Now a year later, she asked supporters of Obama’s policies, “How is that hopey-changey stuff working out for ya?”

She listed the president’s many “broken promises,” noting that the president now has more than 40 lobbyists in his administration and failed to allow the public to inspect a bill for five days before a vote.

“It’s easy to understand why Americans are shaking their heads when Washington has broken trust with the people that these politicians are to be serving,” Palin said.

The nation is drowning in debt as Congress has unveiled a “record-busting, mind-boggling” $3.8 trillion federal budget, she added.

“They keep printing these dollars, and they keep making us more and more beholden to foreign countries,” Palin said. “What they’re doing in proposing these big new programs with giant price tags is they’re sticking our kids with the bill. That’s immoral. That’s generational theft.”

She said the government must adopt a pro-market agenda, lower taxes for small businesses and jumpstart energy projects – including nuclear power and offshore drilling.

“If they do this, our economy would roar back to life,” she said confidently.

Palin said Americans want common-sense conservative solutions and a government that abides by the Constitution.

“When the work of Washington violates our Constitution, then we will stand up and we will be counted,” she said. “Only limited government can expand prosperity and opportunity for all. Freedom is a God-given right that’s worth fighting for.”

Palin described the people who make up the tea party movement as good, kind and selfless.
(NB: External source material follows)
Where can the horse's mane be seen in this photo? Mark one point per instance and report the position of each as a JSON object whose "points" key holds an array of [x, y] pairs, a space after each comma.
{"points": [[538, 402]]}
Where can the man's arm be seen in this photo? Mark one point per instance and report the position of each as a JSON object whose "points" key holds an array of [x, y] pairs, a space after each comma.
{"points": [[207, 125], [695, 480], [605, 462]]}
“They are deeply concerned about our country,” she said. “Let’s make this movement a tribute to their good example and make it worthy of their hard work and support.”

Palin’s speech was the concluding event at the tea party convention this weekend.

Brainstorming sessions focused on concerns about government spending, mounting national debt and increasing taxation. Speakers urged tea partiers to consider running for office at various levels of government and advised the rest to unite behind candidates who share their values and respect for constitutional principles.

Earlier today, Tea Party Nation President Judson Phillips, organizer of the convention, told a crowd, “Complaining is not enough. We need to replace bad leadership with good leadership.”

He asked, “How many of you – before the tea party movement – were never involved in politics?”

Phillips smiled and scanned the room as more than 90 percent of people in the crowd eagerly raised their hands. To which he responded: “Thank you, Barack Obama.”

Palin’s speech can be viewed at the C-SPAN website.